Après la plateforme Take it Easy le 28 novembre 2018, c’est maintenant au mastodonte Uber que s’attaque la Cour de cassation. Dans un arrêt du 4 mars 2020, la Cour de cassation a requalifié en contrat de travail le contrat de « partenariat » d’un chauffeur Uber, enregistré au répertoire Sirene en tant qu’indépendant, statut que les juges estiment fictif.

Rappelant le célèbre arrêt Labanne (Soc., 19 décembre 2000, n° 98-40.572) et son principe d’indisponibilité de la qualification de contrat de travail, la Cour de cassation affirme que l’immatriculation d’un travailleur à un registre ou répertoire de commerce ne constitue qu’une présomption simple pouvant être renversée en cas de lien de subordination entre les deux parties au contrat.

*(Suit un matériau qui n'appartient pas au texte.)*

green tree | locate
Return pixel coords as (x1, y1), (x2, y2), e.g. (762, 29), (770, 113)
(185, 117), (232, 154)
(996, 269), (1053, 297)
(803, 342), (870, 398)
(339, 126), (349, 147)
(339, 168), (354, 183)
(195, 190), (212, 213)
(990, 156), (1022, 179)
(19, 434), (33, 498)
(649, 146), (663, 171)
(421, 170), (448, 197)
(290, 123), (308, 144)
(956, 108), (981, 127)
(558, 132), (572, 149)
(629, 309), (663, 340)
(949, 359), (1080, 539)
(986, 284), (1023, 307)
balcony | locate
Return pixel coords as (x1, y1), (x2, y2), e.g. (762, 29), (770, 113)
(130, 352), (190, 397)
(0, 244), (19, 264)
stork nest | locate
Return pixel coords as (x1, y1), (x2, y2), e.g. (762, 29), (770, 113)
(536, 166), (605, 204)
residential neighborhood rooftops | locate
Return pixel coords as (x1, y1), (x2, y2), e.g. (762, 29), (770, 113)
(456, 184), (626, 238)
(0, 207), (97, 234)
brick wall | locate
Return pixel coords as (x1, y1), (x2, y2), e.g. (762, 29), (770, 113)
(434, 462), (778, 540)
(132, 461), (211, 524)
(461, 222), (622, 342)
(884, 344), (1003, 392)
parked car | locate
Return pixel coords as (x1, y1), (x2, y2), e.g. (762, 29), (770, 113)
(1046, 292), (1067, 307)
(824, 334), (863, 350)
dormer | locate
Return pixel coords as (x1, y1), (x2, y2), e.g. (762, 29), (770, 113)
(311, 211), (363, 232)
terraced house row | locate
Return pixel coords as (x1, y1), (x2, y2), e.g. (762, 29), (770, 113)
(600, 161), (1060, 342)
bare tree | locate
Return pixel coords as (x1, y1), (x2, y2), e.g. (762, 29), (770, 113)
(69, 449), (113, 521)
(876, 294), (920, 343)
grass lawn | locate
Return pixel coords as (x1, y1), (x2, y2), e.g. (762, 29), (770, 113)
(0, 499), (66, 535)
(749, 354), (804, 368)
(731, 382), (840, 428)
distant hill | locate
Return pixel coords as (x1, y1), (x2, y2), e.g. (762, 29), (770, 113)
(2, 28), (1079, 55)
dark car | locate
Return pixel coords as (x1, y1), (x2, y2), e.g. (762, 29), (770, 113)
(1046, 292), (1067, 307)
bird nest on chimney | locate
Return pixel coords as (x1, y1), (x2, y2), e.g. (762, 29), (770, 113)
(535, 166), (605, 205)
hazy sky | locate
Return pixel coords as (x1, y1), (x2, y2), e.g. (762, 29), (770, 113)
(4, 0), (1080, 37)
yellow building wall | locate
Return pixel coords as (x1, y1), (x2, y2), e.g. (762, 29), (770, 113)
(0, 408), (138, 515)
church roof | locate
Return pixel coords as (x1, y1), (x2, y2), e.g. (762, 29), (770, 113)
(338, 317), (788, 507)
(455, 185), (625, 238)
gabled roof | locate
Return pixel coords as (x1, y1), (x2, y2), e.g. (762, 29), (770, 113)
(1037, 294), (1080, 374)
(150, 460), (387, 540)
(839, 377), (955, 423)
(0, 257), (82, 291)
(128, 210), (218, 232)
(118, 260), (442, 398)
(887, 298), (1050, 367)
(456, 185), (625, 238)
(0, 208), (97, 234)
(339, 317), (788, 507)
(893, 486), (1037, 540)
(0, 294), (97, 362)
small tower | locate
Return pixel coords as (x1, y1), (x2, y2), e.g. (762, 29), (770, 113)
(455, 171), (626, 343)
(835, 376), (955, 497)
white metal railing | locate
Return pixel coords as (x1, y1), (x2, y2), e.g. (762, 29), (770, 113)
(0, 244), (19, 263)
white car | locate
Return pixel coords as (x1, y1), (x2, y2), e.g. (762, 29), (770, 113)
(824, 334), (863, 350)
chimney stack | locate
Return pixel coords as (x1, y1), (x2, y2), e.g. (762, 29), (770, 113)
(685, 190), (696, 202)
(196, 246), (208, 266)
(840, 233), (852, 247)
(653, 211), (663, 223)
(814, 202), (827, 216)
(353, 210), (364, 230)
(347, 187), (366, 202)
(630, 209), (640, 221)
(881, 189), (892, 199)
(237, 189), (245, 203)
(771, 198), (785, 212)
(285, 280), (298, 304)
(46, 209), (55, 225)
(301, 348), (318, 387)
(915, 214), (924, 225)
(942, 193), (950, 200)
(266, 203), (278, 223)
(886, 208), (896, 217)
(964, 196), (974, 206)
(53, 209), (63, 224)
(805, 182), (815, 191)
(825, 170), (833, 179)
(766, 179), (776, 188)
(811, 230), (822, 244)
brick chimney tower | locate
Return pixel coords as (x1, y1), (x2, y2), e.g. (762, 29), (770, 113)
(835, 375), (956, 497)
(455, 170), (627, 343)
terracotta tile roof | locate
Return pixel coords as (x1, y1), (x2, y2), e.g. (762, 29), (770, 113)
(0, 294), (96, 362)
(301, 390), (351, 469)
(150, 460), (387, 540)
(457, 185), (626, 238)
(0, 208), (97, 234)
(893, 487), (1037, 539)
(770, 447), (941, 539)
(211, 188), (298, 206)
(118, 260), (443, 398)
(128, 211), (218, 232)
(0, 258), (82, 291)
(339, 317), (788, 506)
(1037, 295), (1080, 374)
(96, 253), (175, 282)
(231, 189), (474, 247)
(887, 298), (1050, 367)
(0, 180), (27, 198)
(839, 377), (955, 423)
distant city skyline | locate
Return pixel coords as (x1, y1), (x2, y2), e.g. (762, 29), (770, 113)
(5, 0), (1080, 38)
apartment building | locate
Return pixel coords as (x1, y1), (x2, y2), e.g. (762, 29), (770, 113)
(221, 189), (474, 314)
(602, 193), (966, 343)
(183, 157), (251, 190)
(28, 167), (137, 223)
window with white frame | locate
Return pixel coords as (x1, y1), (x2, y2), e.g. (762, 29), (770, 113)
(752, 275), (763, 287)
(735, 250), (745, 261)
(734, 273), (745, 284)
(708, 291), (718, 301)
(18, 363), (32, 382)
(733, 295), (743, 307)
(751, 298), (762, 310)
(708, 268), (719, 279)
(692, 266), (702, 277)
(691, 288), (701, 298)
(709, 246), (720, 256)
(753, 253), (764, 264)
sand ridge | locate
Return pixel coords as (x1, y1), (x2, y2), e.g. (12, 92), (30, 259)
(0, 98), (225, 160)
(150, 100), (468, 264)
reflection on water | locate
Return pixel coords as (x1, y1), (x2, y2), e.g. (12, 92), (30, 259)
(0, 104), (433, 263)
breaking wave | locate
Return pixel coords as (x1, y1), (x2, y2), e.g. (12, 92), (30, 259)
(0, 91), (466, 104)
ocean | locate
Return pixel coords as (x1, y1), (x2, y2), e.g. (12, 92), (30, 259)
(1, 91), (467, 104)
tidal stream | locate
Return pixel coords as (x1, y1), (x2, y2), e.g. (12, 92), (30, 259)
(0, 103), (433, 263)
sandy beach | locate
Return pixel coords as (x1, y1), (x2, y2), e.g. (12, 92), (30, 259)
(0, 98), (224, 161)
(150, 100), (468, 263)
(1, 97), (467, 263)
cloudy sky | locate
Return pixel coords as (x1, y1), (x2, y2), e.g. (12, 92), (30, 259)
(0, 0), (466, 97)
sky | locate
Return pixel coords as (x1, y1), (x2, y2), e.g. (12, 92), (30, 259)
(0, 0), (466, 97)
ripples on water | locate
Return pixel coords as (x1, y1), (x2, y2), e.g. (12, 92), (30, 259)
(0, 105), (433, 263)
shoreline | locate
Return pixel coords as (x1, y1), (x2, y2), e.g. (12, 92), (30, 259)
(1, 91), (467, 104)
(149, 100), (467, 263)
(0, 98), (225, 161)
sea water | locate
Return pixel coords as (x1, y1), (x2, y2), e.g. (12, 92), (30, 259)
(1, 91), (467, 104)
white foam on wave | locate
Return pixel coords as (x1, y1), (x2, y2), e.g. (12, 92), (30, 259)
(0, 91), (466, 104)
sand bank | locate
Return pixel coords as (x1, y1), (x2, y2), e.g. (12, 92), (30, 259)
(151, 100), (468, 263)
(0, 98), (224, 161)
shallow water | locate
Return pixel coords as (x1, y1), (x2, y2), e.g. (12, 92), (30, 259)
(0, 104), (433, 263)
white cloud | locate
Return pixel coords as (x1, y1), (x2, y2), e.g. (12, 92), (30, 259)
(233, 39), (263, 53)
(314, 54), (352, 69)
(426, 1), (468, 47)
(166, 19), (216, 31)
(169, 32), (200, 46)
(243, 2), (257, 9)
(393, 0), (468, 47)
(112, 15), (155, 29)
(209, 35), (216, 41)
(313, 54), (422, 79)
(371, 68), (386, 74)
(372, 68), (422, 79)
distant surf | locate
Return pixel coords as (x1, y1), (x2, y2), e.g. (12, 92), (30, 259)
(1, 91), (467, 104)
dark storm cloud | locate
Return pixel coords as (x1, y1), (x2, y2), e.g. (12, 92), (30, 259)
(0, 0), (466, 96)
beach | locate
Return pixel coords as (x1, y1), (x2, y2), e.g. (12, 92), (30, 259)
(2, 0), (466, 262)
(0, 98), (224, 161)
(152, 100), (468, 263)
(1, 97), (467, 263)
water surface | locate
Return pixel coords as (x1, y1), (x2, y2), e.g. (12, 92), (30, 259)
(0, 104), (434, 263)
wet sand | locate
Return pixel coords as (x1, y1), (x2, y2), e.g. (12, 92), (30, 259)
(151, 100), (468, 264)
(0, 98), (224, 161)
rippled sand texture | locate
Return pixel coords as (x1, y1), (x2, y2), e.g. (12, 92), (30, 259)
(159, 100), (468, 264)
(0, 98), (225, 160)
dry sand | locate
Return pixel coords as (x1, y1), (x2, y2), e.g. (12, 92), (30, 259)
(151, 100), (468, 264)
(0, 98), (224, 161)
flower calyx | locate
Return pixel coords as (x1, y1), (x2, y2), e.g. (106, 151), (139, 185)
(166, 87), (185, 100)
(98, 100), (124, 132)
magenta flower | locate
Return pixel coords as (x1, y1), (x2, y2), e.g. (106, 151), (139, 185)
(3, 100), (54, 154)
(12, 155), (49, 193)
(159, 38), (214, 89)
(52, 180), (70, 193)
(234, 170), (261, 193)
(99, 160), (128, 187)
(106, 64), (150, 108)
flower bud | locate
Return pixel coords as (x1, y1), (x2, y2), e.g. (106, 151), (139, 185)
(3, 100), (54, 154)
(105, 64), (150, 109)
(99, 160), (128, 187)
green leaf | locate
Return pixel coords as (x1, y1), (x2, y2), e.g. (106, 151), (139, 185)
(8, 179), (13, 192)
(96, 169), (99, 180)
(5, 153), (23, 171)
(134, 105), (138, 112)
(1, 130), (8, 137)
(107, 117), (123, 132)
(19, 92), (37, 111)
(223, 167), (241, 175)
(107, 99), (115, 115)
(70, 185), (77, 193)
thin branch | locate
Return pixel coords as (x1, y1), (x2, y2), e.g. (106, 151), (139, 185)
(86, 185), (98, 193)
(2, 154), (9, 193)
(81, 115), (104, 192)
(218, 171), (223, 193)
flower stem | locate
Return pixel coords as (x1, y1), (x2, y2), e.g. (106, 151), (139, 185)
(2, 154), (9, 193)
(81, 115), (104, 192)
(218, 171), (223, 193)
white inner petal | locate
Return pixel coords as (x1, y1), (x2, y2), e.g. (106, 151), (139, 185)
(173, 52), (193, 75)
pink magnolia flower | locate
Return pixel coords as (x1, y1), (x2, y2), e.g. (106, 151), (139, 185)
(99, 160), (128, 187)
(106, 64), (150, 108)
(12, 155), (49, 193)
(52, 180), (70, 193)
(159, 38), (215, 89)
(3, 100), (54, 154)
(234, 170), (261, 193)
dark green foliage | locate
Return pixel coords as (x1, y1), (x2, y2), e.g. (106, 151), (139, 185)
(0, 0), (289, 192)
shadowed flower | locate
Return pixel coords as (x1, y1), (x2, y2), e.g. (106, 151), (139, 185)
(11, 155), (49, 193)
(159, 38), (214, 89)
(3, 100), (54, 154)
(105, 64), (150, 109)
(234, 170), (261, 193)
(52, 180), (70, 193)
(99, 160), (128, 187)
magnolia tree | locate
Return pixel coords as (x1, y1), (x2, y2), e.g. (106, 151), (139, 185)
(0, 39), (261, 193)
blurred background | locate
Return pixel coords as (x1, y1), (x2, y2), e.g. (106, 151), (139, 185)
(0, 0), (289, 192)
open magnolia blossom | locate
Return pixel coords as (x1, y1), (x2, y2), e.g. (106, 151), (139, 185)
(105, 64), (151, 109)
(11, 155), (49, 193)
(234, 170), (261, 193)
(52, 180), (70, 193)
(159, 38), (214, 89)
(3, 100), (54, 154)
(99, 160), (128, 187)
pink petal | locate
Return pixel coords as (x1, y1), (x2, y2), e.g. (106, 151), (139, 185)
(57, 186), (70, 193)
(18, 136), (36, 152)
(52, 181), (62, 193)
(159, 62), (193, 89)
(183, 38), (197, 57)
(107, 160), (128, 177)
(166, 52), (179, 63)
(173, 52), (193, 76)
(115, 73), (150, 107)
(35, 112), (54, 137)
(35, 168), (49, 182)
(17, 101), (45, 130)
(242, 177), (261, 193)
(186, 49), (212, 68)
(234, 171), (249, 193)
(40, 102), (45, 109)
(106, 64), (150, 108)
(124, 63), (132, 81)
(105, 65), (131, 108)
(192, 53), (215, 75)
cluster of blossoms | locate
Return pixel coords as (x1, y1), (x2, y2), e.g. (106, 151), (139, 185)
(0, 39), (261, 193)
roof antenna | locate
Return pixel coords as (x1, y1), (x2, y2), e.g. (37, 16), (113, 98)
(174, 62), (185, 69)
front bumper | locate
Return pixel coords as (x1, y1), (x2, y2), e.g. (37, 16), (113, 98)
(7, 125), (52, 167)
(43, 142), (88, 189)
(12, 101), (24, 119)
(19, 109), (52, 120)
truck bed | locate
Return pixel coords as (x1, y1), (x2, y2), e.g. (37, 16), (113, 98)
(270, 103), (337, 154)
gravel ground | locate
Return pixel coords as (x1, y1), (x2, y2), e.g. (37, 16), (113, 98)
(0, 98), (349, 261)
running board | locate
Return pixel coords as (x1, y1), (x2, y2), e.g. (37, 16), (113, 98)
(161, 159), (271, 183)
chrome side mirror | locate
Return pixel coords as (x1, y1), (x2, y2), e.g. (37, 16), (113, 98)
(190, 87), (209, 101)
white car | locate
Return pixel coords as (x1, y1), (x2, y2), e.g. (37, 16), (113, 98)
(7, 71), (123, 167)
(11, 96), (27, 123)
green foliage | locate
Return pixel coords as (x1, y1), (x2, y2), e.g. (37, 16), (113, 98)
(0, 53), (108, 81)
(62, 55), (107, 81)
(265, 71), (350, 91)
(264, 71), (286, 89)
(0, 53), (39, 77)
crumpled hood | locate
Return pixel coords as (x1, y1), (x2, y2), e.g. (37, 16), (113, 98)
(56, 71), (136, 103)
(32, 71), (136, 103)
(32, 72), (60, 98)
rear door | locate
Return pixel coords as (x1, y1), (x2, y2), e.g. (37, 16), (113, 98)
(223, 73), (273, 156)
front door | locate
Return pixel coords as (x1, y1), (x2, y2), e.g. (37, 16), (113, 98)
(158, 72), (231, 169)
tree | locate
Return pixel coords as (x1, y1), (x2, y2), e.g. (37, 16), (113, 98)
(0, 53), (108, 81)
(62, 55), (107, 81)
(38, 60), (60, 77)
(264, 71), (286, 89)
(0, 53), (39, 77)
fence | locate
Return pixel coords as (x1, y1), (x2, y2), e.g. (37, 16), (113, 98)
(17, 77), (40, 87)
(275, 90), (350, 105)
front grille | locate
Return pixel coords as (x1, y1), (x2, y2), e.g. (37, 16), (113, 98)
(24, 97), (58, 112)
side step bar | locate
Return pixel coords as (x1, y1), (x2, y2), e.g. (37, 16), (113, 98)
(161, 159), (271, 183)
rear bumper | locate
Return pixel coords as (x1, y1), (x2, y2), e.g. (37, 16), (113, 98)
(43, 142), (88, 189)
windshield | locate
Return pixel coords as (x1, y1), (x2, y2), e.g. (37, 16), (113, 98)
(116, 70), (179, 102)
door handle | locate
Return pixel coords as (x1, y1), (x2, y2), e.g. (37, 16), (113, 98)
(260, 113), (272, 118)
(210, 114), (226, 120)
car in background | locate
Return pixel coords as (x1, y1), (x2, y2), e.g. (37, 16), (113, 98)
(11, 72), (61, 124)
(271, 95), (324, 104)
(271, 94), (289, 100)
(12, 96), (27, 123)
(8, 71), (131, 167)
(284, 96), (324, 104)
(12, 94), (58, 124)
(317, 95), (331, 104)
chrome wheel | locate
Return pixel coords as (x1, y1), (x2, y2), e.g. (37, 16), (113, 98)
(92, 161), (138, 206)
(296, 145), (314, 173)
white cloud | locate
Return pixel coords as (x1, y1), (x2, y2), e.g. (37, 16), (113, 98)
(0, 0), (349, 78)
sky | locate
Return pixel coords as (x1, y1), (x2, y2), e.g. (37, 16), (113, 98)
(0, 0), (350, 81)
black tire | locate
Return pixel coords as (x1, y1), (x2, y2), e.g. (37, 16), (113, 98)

Dans cette affaire qui fera date, un chauffeur uberisé, dont le compte a été désactivé par la plateforme, avait saisi les prud’hommes d’une demande de requalification de sa relation contractuelle avec Uber en contrat de travail, tout en réclamant des rappels de salaires et des indemnités de rupture. Pour caractériser l’existence d’un lien de subordination, la Cour de cassation utilise la méthode du faisceau d’indices :

  • le chauffeur avait intégré un service de prestation de transport, service qui n’existe que grâce à Uber, dans lequel il ne constituait aucune clientèle propre, ne fixait pas librement ses tarifs ni les conditions d’exercice de sa prestation de transport ;
  • le chauffeur se voyait imposer un itinéraire particulier dont il n’avait pas le libre choix et pour lequel des corrections tarifaires étaient appliquées s’il ne respectait pas l’itinéraire ;
  • les destinations finales des courses du chauffeur n’étaient parfois pas connues, lequel ne pouvait pas choisir librement, comme le ferait un chauffeur indépendant, la course qui lui convient.
  • Uber a la faculté de le déconnecter temporairement de son application à partir de 3 refus de courses et peut lui faire perdre l’accès à son compte en cas de dépassement d’un taux d’annulation de commandes ou de signalements de "comportements problématiques".

Cette autorité d’Uber sur le chauffeur, qui a le pouvoir de lui donner des ordres et des directives, d’en contrôler l’exécution et d’en sanctionner les manquements, est constitutive d’un lien de subordination synonyme de contrat de travail.

Une nouvelle déconvenue pour ces plateformes numériques à qui la Cour de cassation rappelle ce qu’est un contrat de travail.